Recent changes recorded in Activity Log:
- VM1 resize (yesterday at 23:14)
- Resource Group tag update (today at 08:02)

What is the root cause of the observed problem?

A. The VM1 resize disassociated the network interface from the backend pool, automatically removing all VMs from the pool

B. The health probe is configured with HTTP protocol and the Load Balancer Standard doesn't support HTTP probes, only TCP

C. An NSG on the VMs subnet is blocking the source IP of the health probes, preventing the Load Balancer from validating instance availability

D. The balancing rule uses TCP protocol on port 80, but the probe monitors port 8080; since the application doesn't respond on port 80, traffic is dropped


Scenario 2 β€” Action Decision​

The platform team identified that the public Load Balancer Standard in a production environment has no outbound rule configured and no NAT Gateway associated with the backend pool subnet. The VMs in the pool need to access an external licensing service on the internet to validate tokens every hour. In the last 30 minutes, the licensing service started returning timeout on the VMs, and application logs show outbound connection failures.

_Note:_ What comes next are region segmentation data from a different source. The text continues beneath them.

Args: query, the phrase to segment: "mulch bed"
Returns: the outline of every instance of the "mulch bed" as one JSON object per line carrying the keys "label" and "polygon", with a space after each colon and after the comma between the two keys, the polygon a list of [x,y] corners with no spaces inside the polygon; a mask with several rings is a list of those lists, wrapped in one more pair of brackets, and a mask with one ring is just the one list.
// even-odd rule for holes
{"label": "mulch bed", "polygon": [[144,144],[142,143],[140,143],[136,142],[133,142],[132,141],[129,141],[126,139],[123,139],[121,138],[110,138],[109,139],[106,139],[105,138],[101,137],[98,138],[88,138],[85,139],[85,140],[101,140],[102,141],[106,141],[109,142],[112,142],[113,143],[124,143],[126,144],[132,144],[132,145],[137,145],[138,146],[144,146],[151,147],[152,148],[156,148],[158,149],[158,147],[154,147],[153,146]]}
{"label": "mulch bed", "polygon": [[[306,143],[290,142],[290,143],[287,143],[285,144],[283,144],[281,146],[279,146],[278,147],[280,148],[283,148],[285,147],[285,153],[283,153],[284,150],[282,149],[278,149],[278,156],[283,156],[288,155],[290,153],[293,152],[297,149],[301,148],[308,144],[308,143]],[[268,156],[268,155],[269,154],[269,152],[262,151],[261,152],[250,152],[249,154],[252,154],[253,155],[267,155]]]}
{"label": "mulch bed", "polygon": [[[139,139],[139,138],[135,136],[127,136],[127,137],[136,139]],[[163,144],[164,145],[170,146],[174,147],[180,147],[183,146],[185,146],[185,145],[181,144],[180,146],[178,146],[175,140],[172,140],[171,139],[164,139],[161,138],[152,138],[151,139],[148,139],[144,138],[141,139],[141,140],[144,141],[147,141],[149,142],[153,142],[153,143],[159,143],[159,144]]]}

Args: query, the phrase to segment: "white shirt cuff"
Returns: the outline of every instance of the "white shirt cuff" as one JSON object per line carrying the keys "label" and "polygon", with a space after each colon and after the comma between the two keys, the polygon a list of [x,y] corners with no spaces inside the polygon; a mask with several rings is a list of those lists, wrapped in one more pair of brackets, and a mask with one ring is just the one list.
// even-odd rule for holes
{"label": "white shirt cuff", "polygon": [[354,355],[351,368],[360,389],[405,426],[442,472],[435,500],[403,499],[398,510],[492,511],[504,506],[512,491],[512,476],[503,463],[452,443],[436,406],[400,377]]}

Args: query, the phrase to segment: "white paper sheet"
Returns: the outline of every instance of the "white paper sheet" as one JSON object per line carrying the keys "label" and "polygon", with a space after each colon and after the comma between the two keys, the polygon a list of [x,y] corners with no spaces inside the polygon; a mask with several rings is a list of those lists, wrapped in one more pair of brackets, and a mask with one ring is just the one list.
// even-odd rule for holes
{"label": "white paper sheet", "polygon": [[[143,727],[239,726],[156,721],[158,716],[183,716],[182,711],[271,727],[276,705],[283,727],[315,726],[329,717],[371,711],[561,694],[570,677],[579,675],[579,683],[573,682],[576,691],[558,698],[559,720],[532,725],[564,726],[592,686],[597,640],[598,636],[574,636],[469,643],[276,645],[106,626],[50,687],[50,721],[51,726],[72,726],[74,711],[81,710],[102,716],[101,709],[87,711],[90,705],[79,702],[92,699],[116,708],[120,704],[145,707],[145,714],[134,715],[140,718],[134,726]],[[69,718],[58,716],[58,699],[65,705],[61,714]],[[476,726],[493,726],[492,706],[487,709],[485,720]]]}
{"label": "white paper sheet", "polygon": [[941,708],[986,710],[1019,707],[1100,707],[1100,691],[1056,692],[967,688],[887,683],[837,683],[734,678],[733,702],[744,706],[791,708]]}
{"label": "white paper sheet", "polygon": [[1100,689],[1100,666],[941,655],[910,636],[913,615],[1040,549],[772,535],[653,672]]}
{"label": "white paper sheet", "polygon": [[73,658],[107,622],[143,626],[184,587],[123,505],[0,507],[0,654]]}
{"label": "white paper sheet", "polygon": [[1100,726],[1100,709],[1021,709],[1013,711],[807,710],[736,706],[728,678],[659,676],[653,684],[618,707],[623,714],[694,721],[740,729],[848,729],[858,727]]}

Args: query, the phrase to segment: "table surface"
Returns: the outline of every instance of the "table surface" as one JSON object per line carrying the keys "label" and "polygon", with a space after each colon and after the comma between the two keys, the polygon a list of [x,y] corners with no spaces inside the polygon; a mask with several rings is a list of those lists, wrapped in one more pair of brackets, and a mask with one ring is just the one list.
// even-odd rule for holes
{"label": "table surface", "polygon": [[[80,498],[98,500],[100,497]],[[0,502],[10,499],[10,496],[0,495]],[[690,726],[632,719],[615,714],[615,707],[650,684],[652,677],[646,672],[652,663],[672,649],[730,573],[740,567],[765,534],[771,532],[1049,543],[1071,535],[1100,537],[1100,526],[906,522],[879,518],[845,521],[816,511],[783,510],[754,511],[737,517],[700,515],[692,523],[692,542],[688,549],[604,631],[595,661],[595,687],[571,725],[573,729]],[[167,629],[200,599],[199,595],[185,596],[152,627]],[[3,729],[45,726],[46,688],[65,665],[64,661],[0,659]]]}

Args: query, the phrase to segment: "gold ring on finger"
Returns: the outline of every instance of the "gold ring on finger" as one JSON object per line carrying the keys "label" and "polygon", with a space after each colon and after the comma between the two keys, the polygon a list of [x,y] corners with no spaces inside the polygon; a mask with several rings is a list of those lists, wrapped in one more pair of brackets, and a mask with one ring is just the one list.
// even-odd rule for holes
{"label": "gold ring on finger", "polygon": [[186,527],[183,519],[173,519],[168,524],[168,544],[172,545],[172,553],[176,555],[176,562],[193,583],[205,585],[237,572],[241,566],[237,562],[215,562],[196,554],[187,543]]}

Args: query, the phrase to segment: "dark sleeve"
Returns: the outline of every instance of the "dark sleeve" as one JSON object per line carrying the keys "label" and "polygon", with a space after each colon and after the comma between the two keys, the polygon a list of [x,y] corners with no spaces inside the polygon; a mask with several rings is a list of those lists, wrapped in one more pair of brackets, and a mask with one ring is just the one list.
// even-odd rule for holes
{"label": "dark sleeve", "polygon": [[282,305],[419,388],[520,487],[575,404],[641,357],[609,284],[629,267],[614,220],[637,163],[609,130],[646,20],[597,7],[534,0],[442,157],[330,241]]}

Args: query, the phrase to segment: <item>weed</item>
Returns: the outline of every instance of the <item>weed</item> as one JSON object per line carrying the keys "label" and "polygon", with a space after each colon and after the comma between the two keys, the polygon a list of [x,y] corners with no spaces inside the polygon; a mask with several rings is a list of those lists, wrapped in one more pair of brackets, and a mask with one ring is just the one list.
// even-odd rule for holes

The cause was confirmed: the VMs lost outbound connectivity to the internet because implicit SNAT is no longer available in the Standard SKU without outbound rule.

Environment restrictions:

  • Maintenance window: only on Saturdays between 00h and 04h (today is Tuesday)
  • VMs cannot be restarted during business hours
  • The network team has permission to modify Load Balancer configurations and create new resources without additional approval
  • The application tolerates up to 5 minutes of unavailability in the licensing service before entering degraded mode

What is the correct action to take at this moment?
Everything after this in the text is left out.